DIEZ AÑOS DE METÁSTASIS EN HONDURAS

Por Óscar Esquivel

A los males que ya tenía Honduras en 2009 se le sumó un golpe mortal que dejó postrada a nuestra pobre nación el 28 de junio de ese mismo año. Tres procesos electorales han pasado desde aquella fecha, con la pretensión de revivir el moribundo pueblo de Lempira y Morazán. Los medicamentos recomendados y aplicados por los mismos que le asestaron la herida profunda no han tenido los efectos esperados de una leve mejoría.

El día de ayer 24 de junio, militares bajo el mando de Juan Orlando Hernández ingresaron a la Universidad Nacional Autónoma de Honduras (UNAH), y dispararon contra estudiantes en protesta, logrando herir
a varios de ellos. El jueves 20 de junio en la comunidad de Yarumela fue asesinado el joven de diecisiete años Eblin Noé Corea, de la misma manera que fue asesinado también Wilfredo de Jesús Moncada, también de 17 años, en Choluteca en abril, durante las protestas que piden la salida de Juan Orlando Hernández.

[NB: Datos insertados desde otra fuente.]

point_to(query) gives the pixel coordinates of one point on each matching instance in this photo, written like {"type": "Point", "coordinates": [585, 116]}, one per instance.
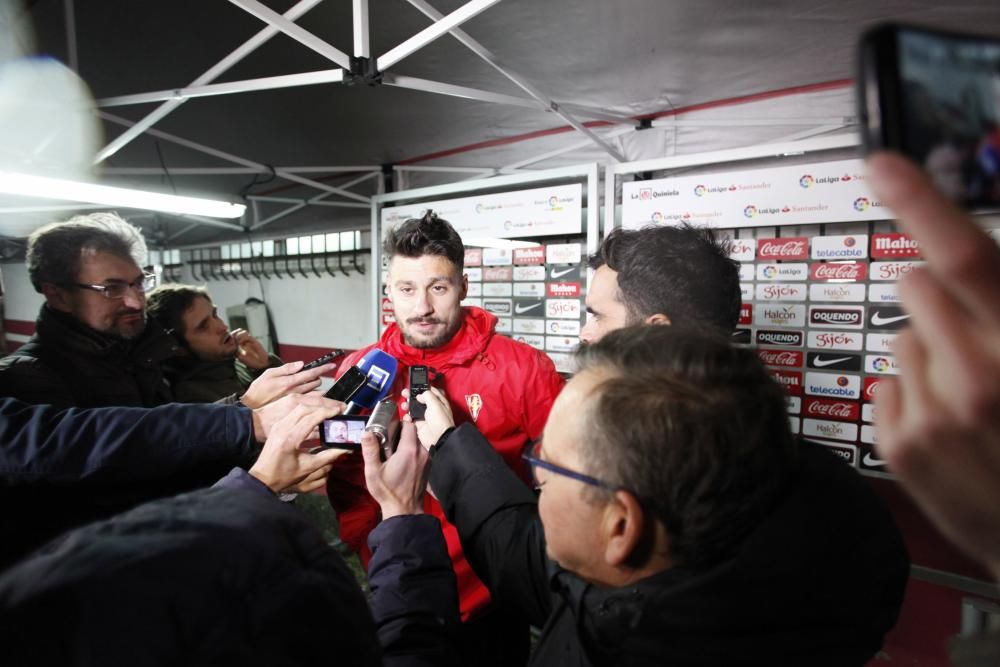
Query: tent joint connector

Juan Orlando Hernández se reeligió en la titularidad del Poder Ejecutivo aún en contra de la prohibición constitucional. Es acusado de supuestos actos de corrupción y de vínculos con el narcotráfico, y es la
punta de lanza de los enemigos de las mayorías de la población hondureña. Su salida inmediata es un clamor hasta ahora pacífico de la mayoría de los hondureños. Esta petición hasta el momento no ha sido concretada por ser el mismo imperialismo estadounidense lo que lo sostiene a través de los militares. Su salida se hará efectiva una vez que el gobierno de los Estados Unidos encuentre otra persona que represente sus intereses, como lo han hecho en El Salvador y Guatemala –países que junto a Honduras forman el Triángulo Norte de Centroamérica–, estratégicos en la geopolítica gringa contra los intereses de América Latina y el caribe.

Honduras ha sido un hueso duro de roer para los intereses imperialistas. Los hondureños poco o nada creen ya en procesos electorales y mucho menos en acuerdos de “notables”. El nivel de consciencia que ha alcanzado el pueblo hondureño en estos diez años ha sido bastante alto. Este empoderamiento ha costado sangre, el desmembramiento de la familia hondureña reflejada en cada compatriota que sale de las fronteras en la búsqueda de la vida misma y familias enlutadas a raíz de la violencia y delincuencia que se ha convertido en el pan de cada día. Honduras ahora se encuentra frente a un 68% de pobreza en la población a raíz de alzas a la energía eléctrica y sus derivados, además carencias en salud, educación y empleo. No ha sido fácil la toma de consciencia en la población; el sacrificio ha sido bastante alto.

El pueblo hondureño, a diez años del golpe de Estado, exige la salida de Juan Orlando Hernández, pero no se conforma con elecciones amañadas en donde resulte ganador un títere más que sea ajeno a los intereses de las mayorías. La población no cree en acuerdos de cúpulas materializadas en “constituyentes”, que no son más que mantos de impunidad y repartición de la riqueza por los mismos de siempre. Honduras está en insurrección permanente desde hace diez años, y construye con mucho sacrificio la mejor ruta que le garantice su bienestar. Juan Orlando Hernández seguirá en el poder hasta que los gringos lo decidan o porque la lucha del pueblo hondureño pase a un nivel superior mostrado hasta el día de hoy. Apelamos a esta segunda opción, porque creemos firmemente que solo el pueblo salva al pueblo.

Las opiniones vertidas en esta columna son responsabilidad única del columnista. El pulso comparte esta opinión para enriquecer el debate nacional sobre temas de importancia para la patria.